Track Status for Each Item Crawl

About

The ability to track status for individual items when crawling gives you insights into different documents during crawls:

  • Which documents were picked up by the crawl?
  • What is the status of those documents? (Success, Fail, Warning, Delete)
  • What was the reason for failures?
  • Where did the failure happen (Connector, Target, CEWS)?
  • What was the error message?

Tip: Knowing the answers to some or all of these questions enables you to solve problems, troubleshoot issues, and manually set an individual document or folder to be re-crawled on the next (scheduled) incremental crawl.

User Interface

The crawl log is displayed on a separate page and can be opened from two places:

  • The Actions menu on the Content Sources page.
  • The Actions menu on the Tasks page.

If a page is opened for a content, then all items can be checked stored in the search index.

If it was opened for a job, then only those items will be displayed which were picked up by that crawl job.

Crawl Overview Information

  • Content: The selected content/job is shown in this field at the top of page.
  • Crawl: Crawl status is shown in this field.
  • Statistics 
    • Documents with errors
    • Documents with warnings
    • Documents without messages

Table - Actions

  • View Items: Opens the details tab and filters the items to the specific message.
  • Recrawl All: Sets all items containing the message to re-crawl on next incremental. This can include folders as well as documents.
  • Recrawl: Sets the selected document or folder to re-crawl on next incremental crawl. This can include folders as well as documents.
  • Test: Starts test bench for the selected item.

Summary Tab

An example of a successfully run crawl is shown below with the "Summary" tab open.
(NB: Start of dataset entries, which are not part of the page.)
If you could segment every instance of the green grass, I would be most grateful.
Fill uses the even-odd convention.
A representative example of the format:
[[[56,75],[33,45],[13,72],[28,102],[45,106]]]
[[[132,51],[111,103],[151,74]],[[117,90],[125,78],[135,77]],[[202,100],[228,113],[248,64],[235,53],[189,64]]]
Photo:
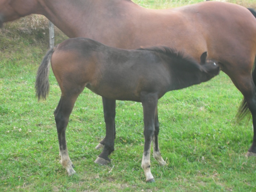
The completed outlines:
[[[170,2],[134,1],[155,8]],[[188,1],[183,4],[198,1]],[[0,191],[256,190],[255,158],[244,155],[252,142],[252,123],[236,123],[242,96],[222,72],[159,100],[159,145],[168,165],[159,166],[151,156],[154,183],[145,182],[140,167],[141,104],[117,102],[116,150],[110,164],[100,166],[93,161],[100,153],[94,148],[105,134],[101,100],[85,90],[67,131],[77,173],[68,177],[59,157],[53,112],[60,93],[52,73],[46,100],[38,102],[35,96],[36,71],[47,49],[47,30],[31,34],[8,28],[0,33]],[[56,43],[66,38],[57,33]]]

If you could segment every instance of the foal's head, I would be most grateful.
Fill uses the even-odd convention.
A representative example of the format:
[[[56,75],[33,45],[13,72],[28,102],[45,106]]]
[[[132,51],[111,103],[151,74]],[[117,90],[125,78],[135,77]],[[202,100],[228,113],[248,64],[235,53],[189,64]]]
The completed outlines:
[[[169,47],[154,47],[140,49],[159,53],[168,67],[175,89],[207,81],[220,72],[219,67],[213,61],[206,60],[207,52],[202,54],[199,64],[193,58]]]

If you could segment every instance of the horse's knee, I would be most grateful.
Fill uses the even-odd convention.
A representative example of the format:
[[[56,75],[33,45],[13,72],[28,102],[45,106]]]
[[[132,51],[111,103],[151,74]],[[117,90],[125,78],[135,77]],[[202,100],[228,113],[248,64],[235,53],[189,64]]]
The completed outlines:
[[[155,129],[154,127],[152,126],[145,128],[144,129],[144,132],[143,132],[145,139],[149,139],[152,140],[155,134]]]
[[[114,121],[115,117],[115,111],[108,111],[104,112],[104,119],[105,120],[105,122],[107,121],[109,122],[112,122]]]
[[[55,114],[54,116],[57,132],[61,132],[63,129],[67,127],[68,120],[67,120],[67,118],[60,113]]]

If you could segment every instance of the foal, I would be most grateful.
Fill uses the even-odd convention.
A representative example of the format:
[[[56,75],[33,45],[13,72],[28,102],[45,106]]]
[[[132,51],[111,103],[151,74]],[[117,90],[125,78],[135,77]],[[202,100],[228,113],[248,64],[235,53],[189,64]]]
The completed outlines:
[[[158,100],[168,91],[206,81],[219,74],[220,68],[215,63],[205,63],[206,55],[206,52],[202,55],[204,63],[200,65],[166,47],[125,50],[82,38],[68,39],[49,51],[37,71],[36,94],[39,100],[46,98],[51,63],[61,92],[54,112],[60,155],[68,175],[76,172],[68,156],[65,131],[76,100],[86,87],[109,99],[142,103],[145,144],[141,166],[146,181],[154,181],[150,170],[152,140],[154,157],[159,164],[166,164],[158,144]],[[103,155],[107,157],[114,147],[108,149],[108,154]],[[105,164],[106,158],[102,157],[95,161]]]

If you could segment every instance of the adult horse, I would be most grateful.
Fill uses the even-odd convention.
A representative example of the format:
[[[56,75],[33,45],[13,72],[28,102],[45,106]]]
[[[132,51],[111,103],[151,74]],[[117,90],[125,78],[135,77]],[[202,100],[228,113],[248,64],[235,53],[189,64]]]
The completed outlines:
[[[141,167],[146,181],[155,180],[150,169],[151,143],[154,156],[166,164],[158,144],[157,101],[166,92],[208,81],[219,74],[220,67],[193,58],[167,47],[126,50],[109,47],[90,39],[69,39],[50,50],[38,68],[36,83],[38,99],[49,90],[50,64],[61,91],[54,112],[61,162],[68,173],[72,168],[67,146],[66,130],[78,95],[85,87],[106,98],[142,103],[145,143]],[[100,160],[100,159],[99,158]]]
[[[248,156],[256,154],[256,18],[238,5],[207,1],[164,10],[145,9],[130,0],[0,0],[0,25],[31,13],[45,15],[70,37],[89,38],[126,49],[163,45],[199,61],[202,53],[218,61],[244,96],[253,127]],[[253,76],[254,77],[253,78]],[[103,97],[106,136],[99,157],[105,164],[114,150],[116,100]]]

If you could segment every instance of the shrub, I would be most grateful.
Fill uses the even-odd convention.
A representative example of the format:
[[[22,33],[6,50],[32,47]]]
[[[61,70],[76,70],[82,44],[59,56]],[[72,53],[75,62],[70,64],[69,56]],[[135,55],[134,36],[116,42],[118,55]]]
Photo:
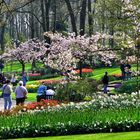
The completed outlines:
[[[35,93],[37,92],[39,85],[26,85],[26,88],[28,90],[29,93]]]
[[[84,79],[57,85],[56,99],[61,101],[82,101],[86,95],[92,96],[97,91],[98,82]]]
[[[140,80],[138,80],[140,83]],[[140,90],[140,86],[139,86]],[[119,89],[116,89],[118,93],[132,93],[137,91],[137,79],[131,79],[125,81]]]
[[[48,79],[48,78],[54,78],[54,77],[58,77],[60,76],[59,74],[55,73],[55,74],[47,74],[47,75],[43,75],[43,76],[29,76],[29,80],[41,80],[41,79]]]
[[[140,108],[65,108],[0,117],[0,139],[139,131]],[[82,114],[82,115],[81,115]]]
[[[75,70],[76,75],[79,75],[80,70]],[[91,77],[93,76],[93,69],[87,69],[87,68],[83,68],[82,69],[82,77],[86,78],[86,77]]]

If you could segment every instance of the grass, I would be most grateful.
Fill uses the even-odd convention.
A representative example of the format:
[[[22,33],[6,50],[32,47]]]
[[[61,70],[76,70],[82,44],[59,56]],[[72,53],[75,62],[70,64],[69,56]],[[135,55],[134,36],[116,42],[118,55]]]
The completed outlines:
[[[137,67],[135,65],[133,65],[131,70],[136,70],[136,68]],[[98,69],[94,69],[92,78],[99,80],[101,77],[103,77],[103,75],[106,71],[108,72],[109,75],[121,73],[119,67],[116,67],[116,68],[112,68],[112,67],[110,67],[110,68],[108,68],[108,67],[98,68]]]
[[[22,138],[18,140],[140,140],[140,132],[101,133],[87,135],[70,135],[39,138]]]
[[[43,64],[41,63],[36,63],[37,68],[42,68]],[[31,70],[31,64],[27,63],[26,67],[25,67],[26,71]],[[14,61],[14,62],[9,62],[7,64],[5,64],[5,67],[3,69],[3,72],[21,72],[22,71],[22,66],[18,61]]]

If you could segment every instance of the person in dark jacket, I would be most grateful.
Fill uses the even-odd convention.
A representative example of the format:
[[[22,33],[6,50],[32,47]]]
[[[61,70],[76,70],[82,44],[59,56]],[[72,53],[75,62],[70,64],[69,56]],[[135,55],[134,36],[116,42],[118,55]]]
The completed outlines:
[[[125,65],[125,80],[131,79],[131,65],[127,62]]]
[[[126,64],[124,63],[124,61],[122,61],[120,65],[120,69],[122,72],[122,80],[125,80],[125,67],[126,67]]]
[[[108,73],[105,72],[105,75],[102,79],[103,85],[104,85],[104,93],[107,94],[107,87],[108,87],[108,83],[109,83],[109,77],[108,77]]]

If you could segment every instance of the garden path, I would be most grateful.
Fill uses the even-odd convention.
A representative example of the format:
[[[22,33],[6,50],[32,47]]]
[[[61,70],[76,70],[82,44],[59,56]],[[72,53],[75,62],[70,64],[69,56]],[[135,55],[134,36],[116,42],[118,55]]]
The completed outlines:
[[[25,101],[25,104],[28,104],[29,102]],[[0,98],[0,111],[3,110],[4,101],[3,98]],[[12,107],[16,106],[16,100],[12,100]]]
[[[109,83],[107,89],[108,89],[109,93],[111,93],[112,90],[114,90],[116,88],[120,88],[121,85],[122,85],[121,82],[111,82],[111,83]],[[103,92],[103,87],[102,87],[101,91]]]

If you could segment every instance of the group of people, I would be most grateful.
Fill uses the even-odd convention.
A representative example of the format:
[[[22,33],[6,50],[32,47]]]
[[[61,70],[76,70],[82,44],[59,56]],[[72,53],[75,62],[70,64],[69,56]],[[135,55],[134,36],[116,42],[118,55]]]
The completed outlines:
[[[122,80],[128,80],[131,79],[131,65],[128,63],[125,63],[124,61],[121,61],[120,69],[122,72]],[[103,83],[103,92],[107,94],[108,90],[108,84],[109,84],[109,76],[108,72],[105,72],[103,78],[102,78],[102,83]]]
[[[27,98],[28,90],[26,89],[26,83],[28,81],[26,73],[23,74],[21,81],[17,81],[16,75],[14,74],[11,80],[6,80],[2,86],[1,98],[4,99],[4,110],[10,110],[12,107],[12,95],[13,87],[15,88],[14,93],[16,97],[16,105],[24,105],[25,99]],[[12,84],[12,85],[11,85]],[[18,84],[18,85],[17,85]],[[53,99],[55,91],[52,87],[46,86],[45,82],[42,82],[37,90],[37,102],[41,99]]]
[[[16,96],[16,105],[24,105],[25,99],[27,98],[28,91],[25,87],[27,82],[27,76],[26,73],[22,76],[22,81],[19,81],[19,85],[17,85],[18,81],[16,79],[15,74],[12,76],[11,80],[5,78],[4,81],[2,81],[2,94],[1,98],[4,99],[4,110],[10,110],[12,106],[12,95],[13,92],[11,84],[15,87],[14,93]]]
[[[131,79],[131,65],[127,62],[121,61],[120,65],[121,73],[122,73],[122,80]]]
[[[12,106],[12,95],[13,92],[11,81],[6,80],[2,87],[1,97],[4,99],[4,110],[10,110]],[[23,81],[19,81],[19,85],[15,88],[16,105],[23,105],[27,97],[28,91],[25,86],[23,86]]]
[[[45,82],[42,82],[37,90],[37,102],[40,102],[42,99],[53,99],[54,94],[53,87],[46,86]]]

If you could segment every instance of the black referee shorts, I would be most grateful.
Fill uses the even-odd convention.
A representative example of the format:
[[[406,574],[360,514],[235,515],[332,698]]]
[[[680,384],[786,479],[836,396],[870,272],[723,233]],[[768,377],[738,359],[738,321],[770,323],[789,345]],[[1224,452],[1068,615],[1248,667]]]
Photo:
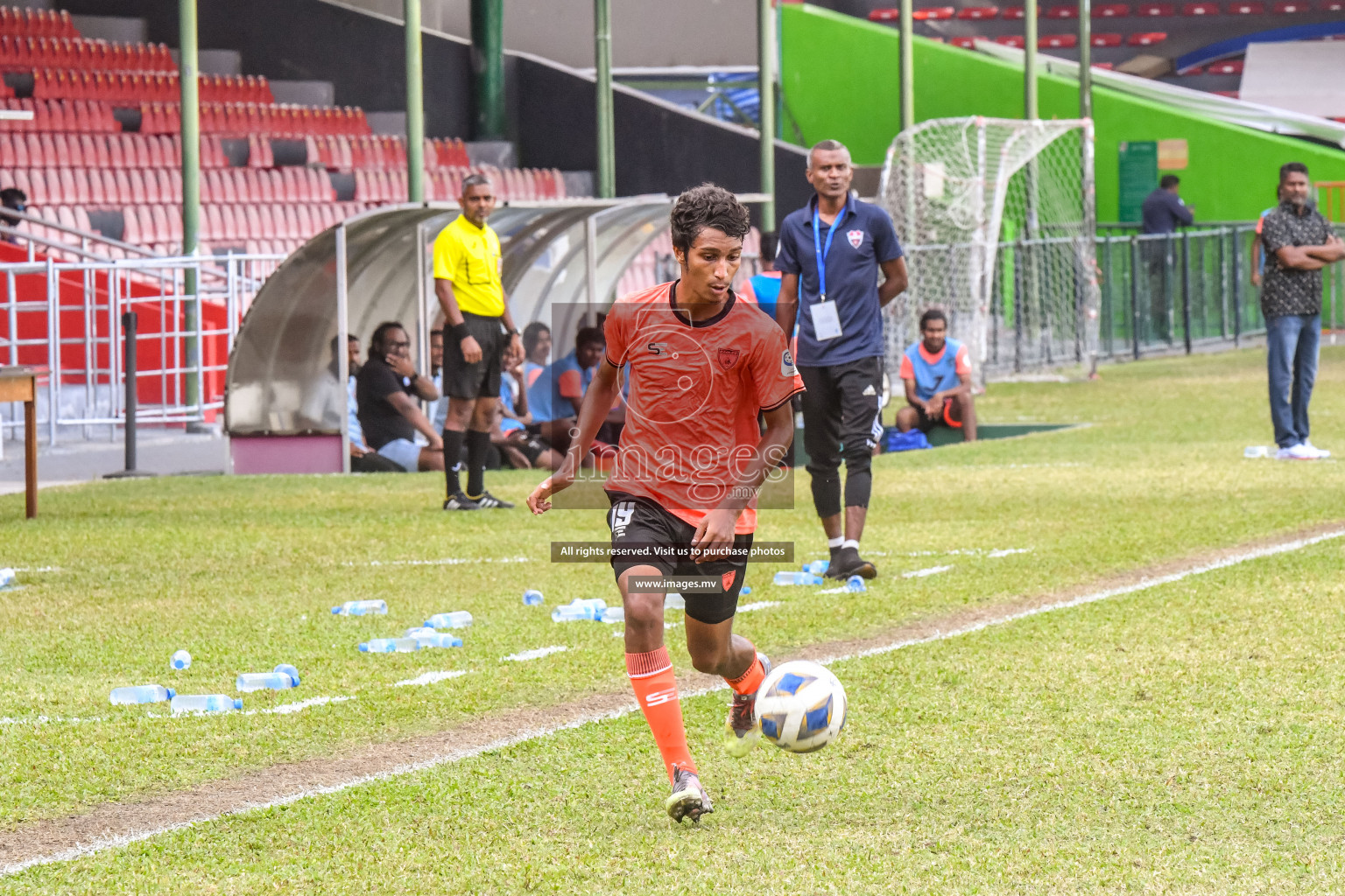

Displayed in the table columns includes the following:

  • Message: The status of the items captured by the crawl. This can include folders as well as documents.
    Example status messages include:
    • (Success): "Item was successfully processed without any errors or warnings"
    • (Time Out): "A call to the source system API timed out"
    • (No content): "Document has no content"
    • (Server not responding): "Elastic Server is not responding"
    • (Unknown users/groups): "Unknown users or groups in ACL"
    • (Processing failed): "Processing of some metadata failed"
  • Untitled: Icons in this column indicate whether the status message applies to a folder or file
  • Count: The number of items that correlate to each message status
  • Actions: Actions available for each the items contained in each message status.

Details Tab

An example of a successfully run crawl is shown below with the "Details" tab open.

Displayed in the table columns includes the following:

  • Status: Icon indicating success or failure.
  • Timestamp: Start of processing in date/time format.
  • Type: Indicated by an icon, such as document, folder, etc.
  • Url: Address or path of item
  • Change Type: Change to index: whether document was added, etc. 
  • Duration: How much time elapsed to process the item
  • Actions: Actions available the item. See "Table - Actions" above.